Was trying to build a model with only data parallism and tensor parallism but got error in line thresholds = [block_cumulative_costs[-1] * ((rank + 1) / pp_size) for rank in range(pp_size)]
def build_model(
model_builder: Callable[[], NanotronModel],
parallel_context: ParallelContext,
dtype: torch.dtype,
target_pp_ranks: Optional[List[int]] = None,
device: Optional[torch.device] = torch.device("cuda"),
) -> NanotronModel:
"""Build the model and set the pp ranks for each pipeline block."""
# TODO: classes dont take same args
log_rank("Building model..", logger=logger, level=logging.INFO, rank=0, group=parallel_context.world_pg)
model: NanotronModel = model_builder()
# If no target pp ranks are specified, we assume that we want to use all pp ranks
if target_pp_ranks is None:
pp_size = parallel_context.pp_pg.size()
target_pp_ranks = list(range(pp_size))
else:
pp_size = len(target_pp_ranks)
# Set rank for each pipeline block
log_rank("Setting PP block ranks...", logger=logger, level=logging.INFO, rank=0, group=parallel_context.world_pg)

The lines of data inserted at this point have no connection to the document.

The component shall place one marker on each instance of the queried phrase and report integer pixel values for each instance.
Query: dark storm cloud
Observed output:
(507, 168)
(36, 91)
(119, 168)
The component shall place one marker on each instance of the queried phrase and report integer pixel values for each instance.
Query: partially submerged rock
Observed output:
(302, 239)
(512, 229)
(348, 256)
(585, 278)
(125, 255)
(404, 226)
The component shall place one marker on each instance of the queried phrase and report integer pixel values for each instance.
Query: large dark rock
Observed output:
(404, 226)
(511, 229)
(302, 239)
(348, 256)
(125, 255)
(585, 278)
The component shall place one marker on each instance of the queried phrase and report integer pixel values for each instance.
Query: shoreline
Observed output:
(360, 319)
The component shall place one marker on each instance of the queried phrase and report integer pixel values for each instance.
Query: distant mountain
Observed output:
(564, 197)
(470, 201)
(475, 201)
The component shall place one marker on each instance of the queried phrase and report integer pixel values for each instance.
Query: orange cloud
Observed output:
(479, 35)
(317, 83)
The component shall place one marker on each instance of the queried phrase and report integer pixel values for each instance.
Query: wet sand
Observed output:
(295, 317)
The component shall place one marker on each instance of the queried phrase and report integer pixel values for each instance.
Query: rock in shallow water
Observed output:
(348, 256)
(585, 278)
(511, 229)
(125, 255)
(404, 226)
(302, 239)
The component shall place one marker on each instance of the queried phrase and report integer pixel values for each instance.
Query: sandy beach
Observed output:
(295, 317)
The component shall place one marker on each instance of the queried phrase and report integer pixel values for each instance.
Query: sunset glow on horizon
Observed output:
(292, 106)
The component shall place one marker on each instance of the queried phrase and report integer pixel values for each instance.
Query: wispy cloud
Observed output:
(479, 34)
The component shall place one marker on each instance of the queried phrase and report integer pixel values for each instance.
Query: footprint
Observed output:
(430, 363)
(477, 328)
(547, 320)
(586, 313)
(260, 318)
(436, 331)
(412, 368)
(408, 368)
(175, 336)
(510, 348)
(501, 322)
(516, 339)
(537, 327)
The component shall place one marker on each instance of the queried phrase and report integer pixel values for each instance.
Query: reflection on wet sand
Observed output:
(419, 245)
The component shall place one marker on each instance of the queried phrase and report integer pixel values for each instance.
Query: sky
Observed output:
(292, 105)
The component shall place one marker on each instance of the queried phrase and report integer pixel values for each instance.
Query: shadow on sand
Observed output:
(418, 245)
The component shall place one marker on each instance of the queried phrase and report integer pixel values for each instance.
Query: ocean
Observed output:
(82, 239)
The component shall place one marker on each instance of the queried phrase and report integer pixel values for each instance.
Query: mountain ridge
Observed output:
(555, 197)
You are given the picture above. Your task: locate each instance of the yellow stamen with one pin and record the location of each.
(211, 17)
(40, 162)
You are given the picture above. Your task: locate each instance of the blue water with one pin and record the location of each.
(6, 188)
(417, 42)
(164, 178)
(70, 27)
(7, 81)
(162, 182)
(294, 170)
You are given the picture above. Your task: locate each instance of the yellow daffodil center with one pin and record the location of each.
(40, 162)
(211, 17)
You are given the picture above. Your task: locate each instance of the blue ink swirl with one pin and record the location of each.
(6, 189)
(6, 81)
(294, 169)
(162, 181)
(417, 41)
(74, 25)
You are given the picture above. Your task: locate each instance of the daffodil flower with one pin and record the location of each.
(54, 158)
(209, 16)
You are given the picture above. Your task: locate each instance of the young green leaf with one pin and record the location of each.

pipeline_blocks = [module for name, module in model.named_modules() if isinstance(module, PipelineBlock)]
# "cuda" is already defaulted for each process to it's own cuda device
with init_on_device_and_dtype(device=device, dtype=dtype):
# TODO: https://github.com/huggingface/nanotron/issues/65
# Balance compute across PP blocks
block_compute_costs = model.get_block_compute_costs()
block_cumulative_costs = np.cumsum(
[
block_compute_costs[module.module_builder] if module.module_builder in block_compute_costs else 0
for module in pipeline_blocks
]
)
thresholds = [block_cumulative_costs[-1] * ((rank + 1) / pp_size) for rank in range(pp_size)]
assert thresholds[-1] >= block_cumulative_costs[-1]
target_pp_rank_idx = 0
for block, cumulative_cost in zip(pipeline_blocks, block_cumulative_costs):
assert target_pp_rank_idx < pp_size
block.build_and_set_rank(target_pp_ranks[target_pp_rank_idx])
if cumulative_cost > thresholds[target_pp_rank_idx]:
target_pp_rank_idx += 1
model.input_pp_rank = target_pp_ranks[0]
model.output_pp_rank = target_pp_ranks[target_pp_rank_idx]
return model
XλRI-U5 commented
Hello. Yes, you can still build a model without PipelineBlock, but you'll need to make some modifications because the current version of Nanotron's Trainer isn't designed for this
For example, you could bypass the build_model function [link], and directly initialize the model weights.